The consistent second-place ranking results from the 33% wage increase that Lamont has already paid unionized state employees as well as the salary increases he has extended to higher-paid non-union employees, primarily in managerial positions.

Now, the Governor plans to give unionized state employees another four years of 4.5% annual wage increases which, together with the trailing 33%, will compound to about a 60% pay hike in the decade following his first inauguration – a truly stunning increase!

The state employee gravy train cannot get much richer… and, prospectively, state taxpayers much poorer, at least those who stick around too long. Migration out of state continues and will likely accelerate, mitigated for a while by some people fleeing the socialist experiment next door in New York City.

On Monday, the Governor submitted to the General Assembly the State Employees Bargaining Alliance Coalition (SEBAC) 2026 Agreement (“SEBAC 2026”), covering over 30 union bargaining units with almost 50,000 employees. General Assembly approval is foreordained. Union-friendly Democrats hold super-majorities in both houses of the Assembly.

The new U.S. Census data covers all state employees, not just those in unions. Accordingly, it captures political appointees, professionals such as UCONN athletic coaches and doctors in the UCONN Health system and judges in the state court system, as well as the ranks of non-unionized managerial positions in the state workforce, who, all combined, number roughly 9,000.

Some of the non-unionized employees are paid extremely well, as we can conclude from the difference between the average 2025 pay reported in the actuarial report of the state pension fund covering primarily unionized employees – about $95,000 – and the newly reported Census number of $101,500.

There are some scandalous examples of super-rich pay packages that Lamont has given to political appointees. The most infamous is Terrence Cheng, chancellor of Connecticut State Colleges & Universities, who resigned under pressure in March 2025 after his lavish personal spending on the state’s dime was revealed. The Connecticut Inside Investigator (CII) revealed that, six months later, Cheng was still on the state payroll, making $442,000 in his new role as Strategic Adviser to the oversight board of CSCU, despite never having attended any meetings of the board.

Then there’s a growing number of quasi-public entities about which CII has also reported. CII reports that the head of CT Innovations made $680,000 in 2025, quite a lot for running an entity with a mere $41.5 million in assets, mostly unaudited state investments in companies promising to create or expand businesses in-state and to employ specified numbers of state citizens.
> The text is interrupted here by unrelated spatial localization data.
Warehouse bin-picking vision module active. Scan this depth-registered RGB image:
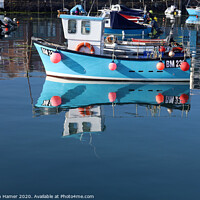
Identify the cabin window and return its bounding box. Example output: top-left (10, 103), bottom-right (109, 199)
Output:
top-left (68, 19), bottom-right (76, 34)
top-left (81, 21), bottom-right (90, 35)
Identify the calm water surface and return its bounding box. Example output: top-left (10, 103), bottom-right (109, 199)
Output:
top-left (0, 13), bottom-right (200, 200)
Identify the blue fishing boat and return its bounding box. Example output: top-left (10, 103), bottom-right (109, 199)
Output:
top-left (35, 77), bottom-right (190, 110)
top-left (32, 15), bottom-right (190, 81)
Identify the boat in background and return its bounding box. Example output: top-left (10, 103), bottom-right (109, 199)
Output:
top-left (98, 4), bottom-right (146, 23)
top-left (165, 5), bottom-right (181, 16)
top-left (186, 0), bottom-right (200, 17)
top-left (35, 76), bottom-right (190, 117)
top-left (186, 6), bottom-right (200, 16)
top-left (185, 16), bottom-right (200, 25)
top-left (32, 15), bottom-right (191, 82)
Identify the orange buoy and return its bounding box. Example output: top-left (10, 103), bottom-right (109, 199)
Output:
top-left (180, 94), bottom-right (189, 104)
top-left (108, 61), bottom-right (117, 71)
top-left (50, 96), bottom-right (62, 106)
top-left (159, 46), bottom-right (166, 52)
top-left (108, 92), bottom-right (117, 103)
top-left (50, 52), bottom-right (61, 63)
top-left (156, 93), bottom-right (164, 104)
top-left (156, 61), bottom-right (165, 70)
top-left (180, 61), bottom-right (190, 71)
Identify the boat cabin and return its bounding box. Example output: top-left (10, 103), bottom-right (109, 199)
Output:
top-left (60, 15), bottom-right (105, 54)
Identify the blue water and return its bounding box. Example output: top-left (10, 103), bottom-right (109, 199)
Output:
top-left (0, 14), bottom-right (200, 200)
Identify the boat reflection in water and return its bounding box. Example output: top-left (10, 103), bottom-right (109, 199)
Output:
top-left (35, 76), bottom-right (190, 136)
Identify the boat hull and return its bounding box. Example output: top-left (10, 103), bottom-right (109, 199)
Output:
top-left (33, 38), bottom-right (190, 81)
top-left (186, 8), bottom-right (200, 16)
top-left (35, 77), bottom-right (190, 109)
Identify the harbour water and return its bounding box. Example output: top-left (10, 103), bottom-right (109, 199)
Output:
top-left (0, 15), bottom-right (200, 200)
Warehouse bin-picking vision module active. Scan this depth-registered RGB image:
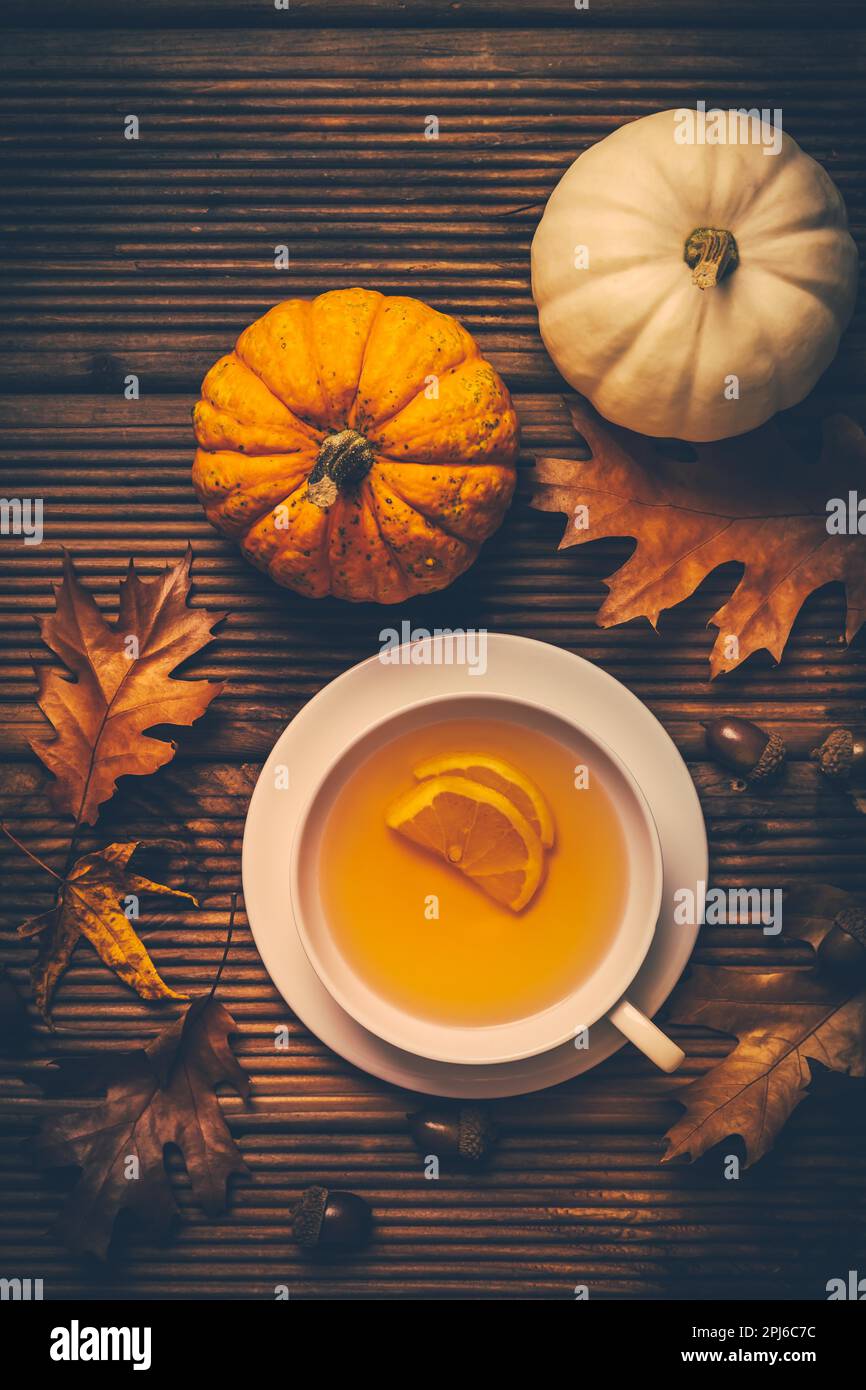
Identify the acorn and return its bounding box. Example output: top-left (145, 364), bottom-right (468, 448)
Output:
top-left (292, 1187), bottom-right (373, 1252)
top-left (817, 904), bottom-right (866, 983)
top-left (406, 1105), bottom-right (496, 1163)
top-left (812, 728), bottom-right (866, 787)
top-left (705, 716), bottom-right (785, 781)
There’s also the Connecticut Green Bank, which is funded primarily by the public benefits charge on utility bills, whose head made $330,000 in 2025.

The real value of the Census data is that it provides critical context. Connecticut state employee wages can be evaluated on an apples-to-apples basis in comparison with peers in other states within a 50-state context. This can be useful to correct for union attempts to justify union pay levels inappropriately by using comparisons to high pay in certain jobs in the private sector.

For example, why should Connecticut corrections employees be paid 20% more than the national average? Perhaps because the state’s cost of living is higher than the national average. Yet, that cannot explain why Connecticut corrections employees are paid almost 10% more than their peers in neighboring Massachusetts.

What really needs explanation is why Lamont keeps awarding even more pay raises to state employees, unionized and not, who are already better paid than all but their counterparts in California? There is a developing rallying cry of resistance to continuing pay raises: Don’t Californify Connecticut!